Governmental EMBs under the Governmental and Mixed Models are often bound by government procurement guidelines and practices. EMBs under the Independent Model, and independent EMBs under the Mixed Model, may be bound by governmental procurement requirements (such as those targeted at enhancing probity and effectiveness in procurement), or they may be able to determine some or all of their procurement policies and procedures.
Some EMBs have to use a generic government or public sector purchasing agency for all procurement. In some circumstances, the complexity of purchasing rules means that it is often more effective for the EMB to use such an agency than to undertake this task internally. Where the EMB must use a government-wide purchasing agency, it may obtain post-purchase approval of expenses or have some purchases designated as exempt from purchasing agency rules. However, this practice is generally regarded as incompatible with the principles of good governance and efficiency.
Using government-wide purchasing agencies may not result in effective EMB procurement, as many government bureaucracies are not able to work to the very short and strict timelines that generally confront EMBs in acquiring electoral goods and services. EMBs can thus set up their own internal purchasing boards to manage their procurement independently; this increases an EMB’s control over procurement decisions and timing, but makes it accountable for all procurement.
Any public or government criticism of the probity or suitability of EMB procurement decisions can very quickly reflect on the EMB’s overall credibility. EMBs need to ensure that their purchasing processes are fully transparent, meet the highest standards of probity, show no favouritism, include a genuinely competitive bidding process, determine the winning bidders on objectively provable grounds and are free from any taint of corruption. Before assigning control of procurement to an EMB, it must have sufficient resources, skills and control systems in place, including an enforceable code of conduct and conflict of interest provisions.

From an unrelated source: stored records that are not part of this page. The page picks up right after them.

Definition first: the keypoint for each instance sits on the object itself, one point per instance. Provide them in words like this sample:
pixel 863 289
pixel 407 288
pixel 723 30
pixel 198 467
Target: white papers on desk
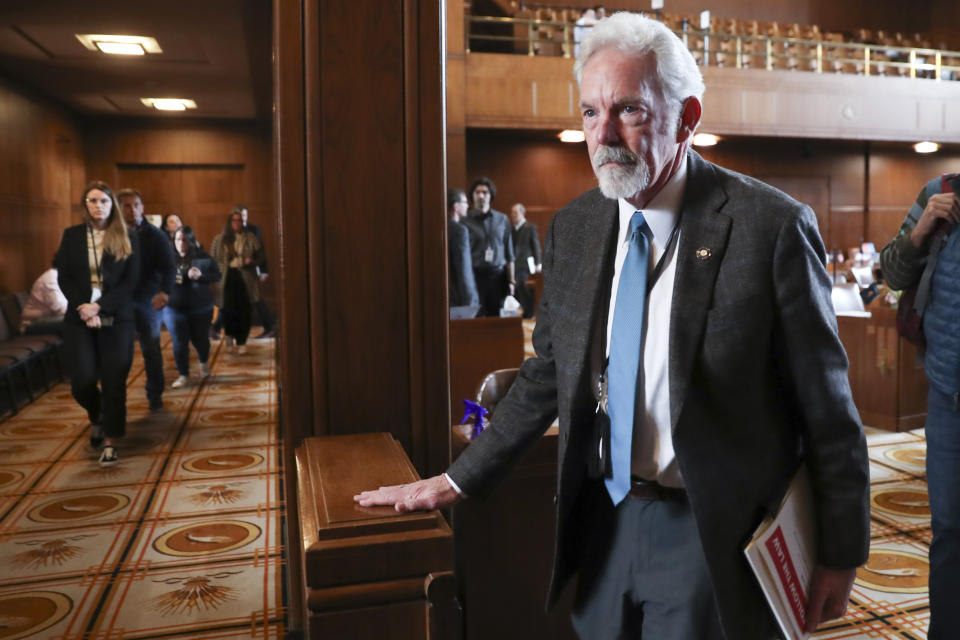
pixel 846 297
pixel 782 553
pixel 863 275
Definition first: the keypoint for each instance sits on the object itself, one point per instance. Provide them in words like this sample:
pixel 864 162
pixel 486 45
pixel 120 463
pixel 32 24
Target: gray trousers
pixel 643 574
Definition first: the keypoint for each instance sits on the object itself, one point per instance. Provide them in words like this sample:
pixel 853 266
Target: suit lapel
pixel 704 231
pixel 589 288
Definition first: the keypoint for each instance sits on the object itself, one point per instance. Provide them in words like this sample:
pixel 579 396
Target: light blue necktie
pixel 625 357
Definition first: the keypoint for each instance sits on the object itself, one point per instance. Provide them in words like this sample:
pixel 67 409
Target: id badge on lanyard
pixel 96 292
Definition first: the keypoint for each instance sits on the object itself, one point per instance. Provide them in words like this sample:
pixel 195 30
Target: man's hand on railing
pixel 423 495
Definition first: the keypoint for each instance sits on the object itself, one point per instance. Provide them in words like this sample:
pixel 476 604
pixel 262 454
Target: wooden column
pixel 456 97
pixel 359 150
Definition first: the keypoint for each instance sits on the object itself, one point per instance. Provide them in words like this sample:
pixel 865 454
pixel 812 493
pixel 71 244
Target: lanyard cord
pixel 651 281
pixel 96 260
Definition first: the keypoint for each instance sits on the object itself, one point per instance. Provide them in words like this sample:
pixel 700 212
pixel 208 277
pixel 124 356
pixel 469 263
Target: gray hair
pixel 677 71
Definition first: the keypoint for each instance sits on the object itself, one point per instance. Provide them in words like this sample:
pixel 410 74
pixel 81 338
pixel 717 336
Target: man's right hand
pixel 945 206
pixel 423 495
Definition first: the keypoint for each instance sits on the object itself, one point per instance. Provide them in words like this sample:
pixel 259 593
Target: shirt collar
pixel 662 212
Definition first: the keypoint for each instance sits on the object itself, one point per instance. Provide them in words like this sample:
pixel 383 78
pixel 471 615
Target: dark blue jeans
pixel 943 483
pixel 186 328
pixel 147 323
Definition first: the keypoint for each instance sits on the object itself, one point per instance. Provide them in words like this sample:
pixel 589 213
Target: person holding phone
pixel 190 308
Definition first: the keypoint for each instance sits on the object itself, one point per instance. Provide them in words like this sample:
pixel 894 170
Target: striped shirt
pixel 902 263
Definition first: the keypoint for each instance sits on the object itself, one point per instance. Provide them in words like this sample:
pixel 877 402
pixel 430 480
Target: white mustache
pixel 620 155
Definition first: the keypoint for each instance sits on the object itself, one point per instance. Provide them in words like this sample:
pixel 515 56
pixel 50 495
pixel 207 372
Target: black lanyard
pixel 600 391
pixel 96 260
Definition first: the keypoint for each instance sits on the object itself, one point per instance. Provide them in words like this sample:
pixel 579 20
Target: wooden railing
pixel 712 48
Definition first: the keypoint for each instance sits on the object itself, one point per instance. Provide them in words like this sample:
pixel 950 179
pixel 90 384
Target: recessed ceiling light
pixel 119 44
pixel 705 140
pixel 121 48
pixel 169 104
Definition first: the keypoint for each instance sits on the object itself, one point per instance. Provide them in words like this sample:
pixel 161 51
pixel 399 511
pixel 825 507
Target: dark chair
pixel 494 387
pixel 46 348
pixel 8 367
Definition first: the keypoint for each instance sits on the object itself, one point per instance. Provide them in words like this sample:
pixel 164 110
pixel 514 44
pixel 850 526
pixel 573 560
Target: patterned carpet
pixel 181 539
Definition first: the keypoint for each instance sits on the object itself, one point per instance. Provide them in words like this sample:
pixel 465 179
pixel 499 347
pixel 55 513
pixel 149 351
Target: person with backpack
pixel 926 255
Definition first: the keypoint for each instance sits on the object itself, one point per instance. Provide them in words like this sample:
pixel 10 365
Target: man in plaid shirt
pixel 903 262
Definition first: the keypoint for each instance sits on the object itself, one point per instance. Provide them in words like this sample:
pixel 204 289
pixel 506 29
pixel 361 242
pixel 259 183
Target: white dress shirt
pixel 653 457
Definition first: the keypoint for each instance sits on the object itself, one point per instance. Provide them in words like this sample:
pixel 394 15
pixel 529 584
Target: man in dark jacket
pixel 153 287
pixel 267 319
pixel 526 247
pixel 688 347
pixel 927 240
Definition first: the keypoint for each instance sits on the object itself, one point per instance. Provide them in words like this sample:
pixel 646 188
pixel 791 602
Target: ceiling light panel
pixel 122 44
pixel 169 104
pixel 121 48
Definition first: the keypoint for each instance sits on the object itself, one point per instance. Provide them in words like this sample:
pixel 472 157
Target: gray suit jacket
pixel 758 379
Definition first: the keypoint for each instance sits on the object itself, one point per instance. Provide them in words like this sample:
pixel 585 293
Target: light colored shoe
pixel 108 457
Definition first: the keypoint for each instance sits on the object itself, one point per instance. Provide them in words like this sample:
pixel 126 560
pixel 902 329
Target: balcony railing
pixel 710 48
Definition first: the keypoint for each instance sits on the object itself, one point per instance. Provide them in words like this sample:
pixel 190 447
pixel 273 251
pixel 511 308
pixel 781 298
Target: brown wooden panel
pixel 162 189
pixel 889 386
pixel 296 350
pixel 814 191
pixel 40 150
pixel 366 285
pixel 208 197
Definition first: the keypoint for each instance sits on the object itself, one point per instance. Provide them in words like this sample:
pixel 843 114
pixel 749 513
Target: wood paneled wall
pixel 896 177
pixel 41 176
pixel 359 139
pixel 199 170
pixel 543 173
pixel 921 15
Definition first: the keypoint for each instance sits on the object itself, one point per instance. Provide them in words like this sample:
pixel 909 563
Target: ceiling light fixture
pixel 705 140
pixel 169 104
pixel 121 48
pixel 572 135
pixel 119 44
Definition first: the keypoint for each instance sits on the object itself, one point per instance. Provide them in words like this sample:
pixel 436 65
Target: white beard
pixel 622 181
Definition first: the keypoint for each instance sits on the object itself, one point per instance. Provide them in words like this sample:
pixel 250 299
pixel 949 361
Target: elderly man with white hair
pixel 687 343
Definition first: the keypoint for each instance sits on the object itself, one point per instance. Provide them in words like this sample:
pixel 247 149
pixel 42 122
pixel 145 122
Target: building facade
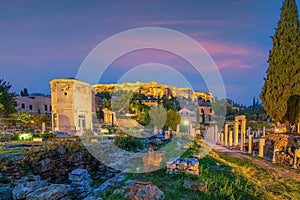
pixel 72 106
pixel 35 104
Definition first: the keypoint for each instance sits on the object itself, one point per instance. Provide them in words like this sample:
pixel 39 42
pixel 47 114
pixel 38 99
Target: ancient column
pixel 274 155
pixel 261 147
pixel 248 131
pixel 43 127
pixel 226 128
pixel 230 138
pixel 242 141
pixel 243 131
pixel 222 138
pixel 216 133
pixel 250 146
pixel 236 132
pixel 296 156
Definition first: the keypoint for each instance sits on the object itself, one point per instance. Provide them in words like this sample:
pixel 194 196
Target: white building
pixel 35 105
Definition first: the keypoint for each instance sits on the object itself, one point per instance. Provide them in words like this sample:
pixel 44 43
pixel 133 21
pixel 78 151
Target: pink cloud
pixel 233 62
pixel 221 48
pixel 187 22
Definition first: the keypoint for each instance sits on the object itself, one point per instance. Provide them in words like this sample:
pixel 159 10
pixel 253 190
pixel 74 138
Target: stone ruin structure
pixel 229 138
pixel 283 148
pixel 72 106
pixel 189 165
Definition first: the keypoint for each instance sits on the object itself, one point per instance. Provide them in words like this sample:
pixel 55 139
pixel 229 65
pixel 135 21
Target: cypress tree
pixel 283 74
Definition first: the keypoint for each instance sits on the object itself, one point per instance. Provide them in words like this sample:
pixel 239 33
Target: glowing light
pixel 186 122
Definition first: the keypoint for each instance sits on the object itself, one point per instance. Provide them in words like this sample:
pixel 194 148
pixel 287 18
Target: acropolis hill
pixel 153 89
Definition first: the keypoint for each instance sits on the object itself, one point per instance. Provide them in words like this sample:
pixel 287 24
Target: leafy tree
pixel 283 77
pixel 144 118
pixel 173 119
pixel 7 104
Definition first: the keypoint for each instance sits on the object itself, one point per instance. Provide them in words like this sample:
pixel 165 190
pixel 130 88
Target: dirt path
pixel 280 171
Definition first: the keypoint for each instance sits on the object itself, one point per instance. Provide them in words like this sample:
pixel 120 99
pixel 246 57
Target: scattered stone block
pixel 21 190
pixel 195 185
pixel 52 192
pixel 79 175
pixel 5 192
pixel 189 165
pixel 145 191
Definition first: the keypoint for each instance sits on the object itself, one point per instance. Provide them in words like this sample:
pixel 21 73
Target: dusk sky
pixel 44 40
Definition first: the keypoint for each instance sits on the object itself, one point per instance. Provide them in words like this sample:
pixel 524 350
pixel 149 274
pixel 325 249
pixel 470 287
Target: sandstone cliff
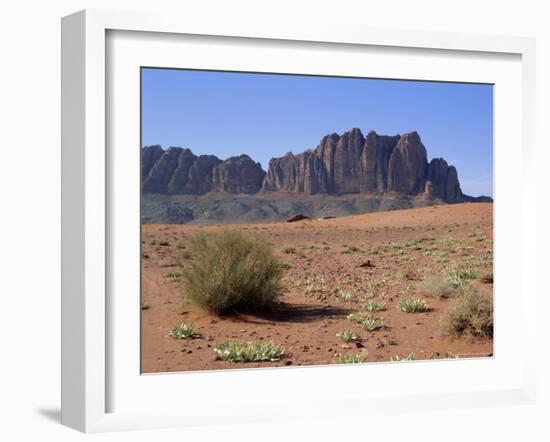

Robust checks and review procedures are required for major procurement decisions, as are control measures that are rigorous enough to withstand the pressures of any fast-tracked purchasing required due to late operational decisions or delayed release of funding. An EMB’s procurement procedures may be streamlined with no loss of integrity if it sets up pre-qualification procedures that identify earlier in the electoral cycle those suppliers that meet its specifications for supplying specific goods or services, and who are invited to tender for these before an electoral event. Pre-qualification procedures must, however, be as transparent and strict as the procurement itself. It is good practice to require bidders for contracts to accept the EMB code of conduct.